Thank You For Your Service (2017)

Thank You For Your Service

The Hurt Locker ends with one of the most concise and memorable looks at a soldier’s homecoming, and those final moments overlap it with this chapter of Cherry. But if you want a whole movie focused on veterans specifically of the Iraq War, then Thank You For Your Service is a strong, underseen feature also based on a memoir and dealing with similar experiences with PTSD as those shown in the Russos’ movie, albeit a little less stereotypically. You’ve got the drug abuse and the punching of walls and other items on the checklist, but it’s given the time to be powerful rather than cliched in its portrayals of familiar tropes as it follows multiple soldiers, led by Miles Teller, in their distinct post-war narratives.

More suggestions: The Deer Hunter (1977) is heavily acknowledged as the movie about the post-war experience, though The Best Years of Our Lives (1946) is the actual best movie of all time about soldiers coming home from war; Born on the Fourth of July (1989) is also a worthy watch; But when it comes to 21st-century conflicts, The Ground Truth (2006), a documentary about the difficulty of today’s soldiers returning from war and why things are different now, is a must.

Part Five: Dope

Trainspotting (1996)


The fifth chapter of Cherry is the hardest to pick one movie for since it’s almost like two chapters in one. First, you’ve got the characters descending deep into addiction, and second, you’ve got the main character regularly robbing banks to feed that addiction. I settled on Trainspotting because it’s another heavily stylized film and therefore probably one that had more of an impact on the Russo brothers. Their surreal flourishes fit with Danny Boyle’s directorial breakout, which follows a group of Scottish heroin addicts (including one played by Ewan McGregor in his own breakout role) who ultimately turn to criminal endeavors. Still, pay particular attention to the mix of titles in the suggested viewing section below for a greater sense of this section of Cherry‘s DNA.
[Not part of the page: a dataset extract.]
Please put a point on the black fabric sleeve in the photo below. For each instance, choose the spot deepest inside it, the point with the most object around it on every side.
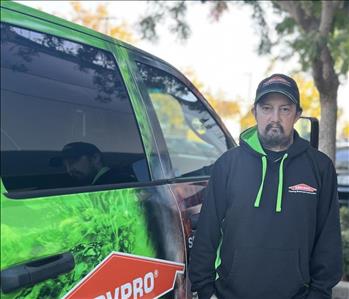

More suggestions: Gus Van Sant’s Drugstore Cowboy (1989), which is also based on an autobiographical novel written by the author while in prison and is also about addicts who turn to robbery, though their acts are against pharmacies for direct theft of opioids rather than money to buy drugs; Darren Aronofsky’s Requiem for a Dream (2000), which is another highly stylized film about heroin and prescription drug addicts; Sidney Lumet’s Dog Day Afternoon (1975), which depicts a single bank robbery gone wrong that, like two of Cherry‘s, involve a crew member on the job chickening out and fleeing at the start of the crime; and Quentin Tarantino’s Reservoir Dogs (1992), which fulfills the need for a Tarantino on this list while also being about a dysfunctional bank robbery after which one character is similarly laying in the back of a getaway car bleeding from a gunshot wound.

Part Six: Epilogue

The King of Comedy (1982)

King Of Comedy movies like Cherry

Cherry shows the Russo brothers to be heavily influenced by Martin Scorsese movies, but the one that’s most obviously akin to what they’re doing with this adaptation is Goodfellas, especially given the heavy use of voiceover. Others have claimed The Wolf of Wall Street as a blood relative. But for the purposes of recommending a movie tied to Cherry‘s epilogue chapter, The King of Comedy came to mind as another option for a Scorsese pairing. While very little of the movies’ main content links together, the endings of each have their protagonist going to prison, where they write their life story (Cherry‘s memoir writing is somewhat implied, to anyone who knows about its source material, in a single shot), and that story is even expected to be adapted into a film. The epilogue in The King of Comedy, however, is clearly a dream for the character Rupert Pupkin, while the one in Cherry is a dream come true for the real main character, Nico Walker.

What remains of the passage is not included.